Repair Body Panels and Paint
The three most important elements in automotive bodywork are knowledge, patience, and tools. There is no shortcut or "easy way" to do restoration-quality bodywork. Learning to weld and properly use body tools requires practice and discipline.
Repairing Damaged Sheet Metal
With very few exceptions (Corvette, Avanti, and some others), classic car exterior panels are made of sheet metal. If you're lucky, you may only need a body panel that unbolts, such as a door, hood, or trunk lid. Then all you would need to do is source a replacement, and have it repainted to match the rest of the car. But most of us are not that lucky.
Hoods and trunk lids can be unbolted and replaced fairly easily. This goes for doors, too, but installation is harder. All other body panels will require cutting out and welding in replacement panels.
Most automotive body panels, including interior and trunk floors, quarter panels, dashboards, kick panels, and the roof, are a structural, integral part of the car. Removing and replacing them require special tools and special skills.
Repairing Rusty Sheet Metal
Damage from rust and rot varies, so every repair is a little different from one car to another. Your choices are few--if you want it fixed right, you can repair rusted sheet metal yourself, or pay someone else a lot of money to do it.
Underneath the interior carpet of an old car, you often find rust and rot.
Read: Replace Rusty Floor Panels
Learning To Weld
Replacing body panels or patch panels on cars requires welding. Cutting out rusted sheet metal and replacing it with new is the proper way. If you are sincerely interested in restoring old cars, learning to weld is a must.
Contrary to advertisements you see or read, nothing you buy will make you "weld like a pro." The truth is, only time and practice have that ability. An experienced welder with a bad machine will weld better than a inexperienced welder with a good machine.
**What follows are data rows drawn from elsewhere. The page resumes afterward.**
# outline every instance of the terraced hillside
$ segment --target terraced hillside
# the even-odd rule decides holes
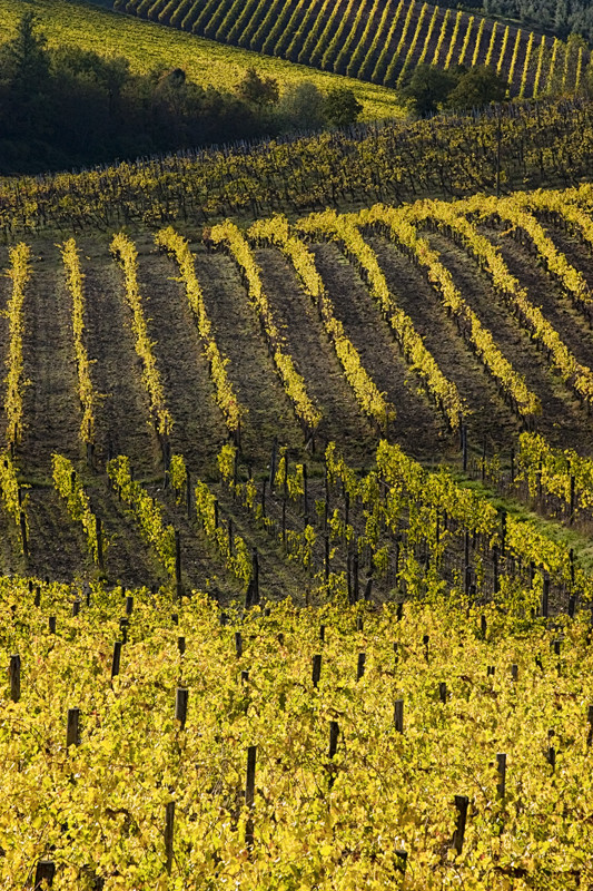
[[[380,595],[402,546],[366,496],[330,492],[328,461],[364,474],[382,439],[584,531],[592,204],[584,186],[2,248],[3,571],[225,600],[257,564],[302,598],[319,574],[354,584],[357,541]]]
[[[2,887],[591,887],[593,187],[165,178],[4,203]]]
[[[387,87],[422,63],[486,65],[511,96],[579,91],[591,53],[418,0],[115,0],[113,8],[213,40]]]
[[[117,16],[101,6],[76,0],[27,0],[27,10],[34,12],[39,30],[51,47],[77,47],[99,56],[128,59],[132,72],[148,74],[182,68],[188,80],[207,88],[231,91],[248,68],[274,77],[281,89],[313,80],[323,91],[344,86],[329,72],[313,72],[289,65],[283,59],[256,56],[240,48],[215,43],[152,22]],[[0,41],[11,40],[23,13],[22,0],[0,0]],[[350,80],[350,87],[363,105],[362,118],[401,117],[401,101],[383,87]]]

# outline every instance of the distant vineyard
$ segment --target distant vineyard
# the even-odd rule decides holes
[[[115,0],[115,9],[223,43],[399,87],[417,65],[487,65],[512,96],[577,92],[591,53],[418,0]]]

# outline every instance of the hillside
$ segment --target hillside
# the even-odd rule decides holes
[[[8,891],[587,887],[592,210],[0,248]]]
[[[218,89],[233,87],[249,67],[271,76],[281,87],[312,80],[322,90],[333,86],[348,86],[355,91],[367,120],[397,117],[401,105],[392,90],[356,80],[344,80],[334,75],[290,65],[281,59],[268,59],[241,49],[224,47],[214,41],[195,38],[152,22],[136,21],[117,16],[100,7],[69,0],[0,0],[0,41],[14,35],[23,8],[33,10],[39,28],[50,46],[72,46],[93,50],[99,55],[123,56],[132,70],[147,74],[152,69],[182,68],[196,84]]]
[[[257,547],[266,555],[261,584],[270,593],[299,589],[298,574],[280,568],[274,540],[278,523],[304,533],[298,466],[308,463],[313,509],[330,442],[353,468],[369,467],[379,435],[422,462],[458,464],[459,430],[476,460],[484,449],[488,462],[500,456],[506,468],[525,430],[552,449],[575,447],[586,457],[593,273],[587,216],[571,208],[590,200],[583,187],[498,202],[377,205],[357,216],[303,217],[294,235],[278,219],[256,223],[247,242],[231,224],[207,229],[205,238],[189,227],[189,251],[161,229],[170,258],[141,232],[132,241],[118,237],[111,249],[110,236],[88,232],[63,256],[55,237],[42,234],[27,239],[30,248],[27,242],[3,248],[10,272],[0,335],[9,369],[0,427],[10,456],[1,480],[4,571],[29,568],[66,580],[87,564],[92,575],[97,515],[113,540],[109,578],[150,585],[175,576],[172,539],[159,551],[160,533],[142,526],[145,490],[109,464],[116,456],[129,459],[134,478],[156,498],[155,528],[181,531],[184,584],[200,587],[211,574],[210,546],[205,550],[195,521],[194,486],[202,480],[214,486],[220,522],[229,520],[229,541],[237,530],[246,554]],[[477,228],[463,228],[466,218]],[[226,458],[220,451],[229,439],[239,447],[236,458],[233,449]],[[268,493],[270,542],[253,511],[266,498],[266,468],[280,461],[280,446],[297,476],[294,490],[281,495],[278,471],[280,490]],[[55,452],[72,462],[62,482],[52,480]],[[171,454],[182,460],[164,490]],[[231,473],[247,487],[235,498],[217,481],[228,460],[237,461]],[[61,501],[60,486],[68,496],[75,471],[82,501]],[[14,474],[31,487],[21,491],[24,519]],[[550,490],[550,502],[542,493],[544,510],[557,491]],[[586,491],[579,493],[583,519]],[[313,528],[319,522],[314,565],[323,567],[323,515]],[[392,546],[385,541],[387,554]],[[336,548],[338,567],[345,555]],[[377,590],[393,584],[389,559],[387,566]]]
[[[398,88],[422,63],[486,65],[511,96],[577,92],[591,52],[418,0],[115,0],[113,8],[230,46]]]

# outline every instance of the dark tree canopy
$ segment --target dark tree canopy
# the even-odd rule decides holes
[[[354,124],[362,110],[363,106],[348,87],[336,87],[326,96],[325,115],[335,127]]]

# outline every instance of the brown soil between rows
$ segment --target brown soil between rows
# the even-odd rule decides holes
[[[367,239],[377,255],[389,291],[412,319],[416,332],[432,353],[443,374],[456,384],[467,405],[468,437],[488,439],[493,444],[507,443],[520,422],[497,392],[470,345],[457,332],[454,319],[443,306],[439,294],[423,272],[391,242],[382,236]]]
[[[56,248],[55,248],[56,251]],[[51,454],[79,456],[80,403],[69,294],[61,267],[37,258],[23,301],[23,420],[18,449],[27,474],[51,474]]]
[[[134,468],[151,474],[159,463],[160,449],[134,345],[122,274],[107,254],[86,263],[83,272],[87,350],[95,360],[90,373],[100,394],[96,411],[98,459],[105,461],[109,453],[127,454]]]
[[[486,234],[500,248],[510,272],[527,291],[531,303],[542,311],[575,359],[593,368],[593,332],[557,280],[545,271],[526,245],[511,235],[496,229],[487,229]]]
[[[550,225],[546,221],[540,221],[545,228],[547,236],[554,243],[556,251],[560,251],[569,263],[583,274],[590,288],[593,288],[593,248],[583,244],[577,237],[571,235],[560,226]]]
[[[441,261],[449,270],[454,283],[482,324],[490,329],[503,355],[540,399],[543,411],[536,419],[537,429],[553,444],[562,444],[563,437],[572,440],[582,435],[589,428],[586,412],[579,407],[560,378],[553,374],[546,356],[496,295],[486,274],[480,272],[477,264],[462,247],[442,234],[424,232],[423,235],[439,252]],[[555,423],[557,418],[563,419],[562,431]]]
[[[221,252],[209,255],[201,246],[192,249],[213,334],[229,360],[228,378],[246,409],[241,449],[248,460],[261,466],[276,437],[299,449],[303,433],[268,355],[237,265]]]
[[[185,287],[171,281],[176,272],[167,257],[155,253],[139,256],[138,283],[149,336],[174,419],[171,451],[182,454],[188,468],[199,477],[210,477],[228,430],[215,402]]]
[[[6,434],[6,415],[3,411],[6,398],[6,361],[8,359],[9,347],[9,322],[6,315],[8,302],[11,293],[11,281],[7,275],[10,267],[10,260],[7,248],[2,247],[0,251],[0,438],[3,441]]]
[[[257,251],[256,257],[286,347],[305,380],[309,398],[323,411],[315,437],[317,449],[325,450],[327,442],[334,440],[340,444],[348,463],[366,463],[375,451],[376,434],[358,408],[317,309],[278,249]]]
[[[419,391],[360,276],[337,245],[318,244],[312,251],[336,317],[344,324],[374,383],[397,412],[391,434],[409,454],[436,454],[447,446],[443,441],[445,424]]]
Read: MIG Weld Sheet Metal
If you're just getting started with welding, a MIG welder is a good choice. They're easy to learn on, cheapest to buy, and most people can produce quality, good looking welds with minimal practice.
For a novice restorer just learning to weld, replacing floor panels is a good place to start. They're not critical components, and if they don't come out perfect, they'll be hidden by carpet on the inside and undercoating on the bottom.
Read: How To Make A Patch Panel
Read: 9 Ways To Cut Sheet Metal
DIY Car Painting
A great paint job is usually the final major step in an automotive restoration. Since the paint on your car is about the width of a piece of paper, it hides nothing. That means proper sanding and priming techniques are mandatory.
If you're willing to put in the time and energy, painting a car yourself can be done. Just be sure to include a realistic time schedule in your plan, and keep it flexible. Things can and do go wrong.
Read: Best Spray Gun For Automotive Restoration
HVLP Paint Systems
If you've never painted a car before, an HVLP turbine system is ideal for first-timers. You actually have an advantage; they'll be no re-learn from a conventional spray system.
Read: Best HVLP Paint System For Automotive
Car Paint Removal
There are several methods to strip paint from cars, including acid-dipping, sand-blasting, and media-blasting. If you're working with a budget, paint stripping by hand is a good choice.
The least expensive (but most time consuming) of paint-stripping techniques is mechanical stripping. With a 4-1/2" angle grinder, you can strip paint off a car with bristle discs or strip discs.
Read: Angle Grinder Attachments For Automotive Repair
Air Tools and Compressor
Having an air compressor and air tools in your garage will save you time and allow you to work more effectively. Like other shop equipment, they are an investment, so buy quality name brand tools when you can.
Automotive bodywork is time-consuming, messy, and frustrating, but when done correctly, gives the most satisfying results.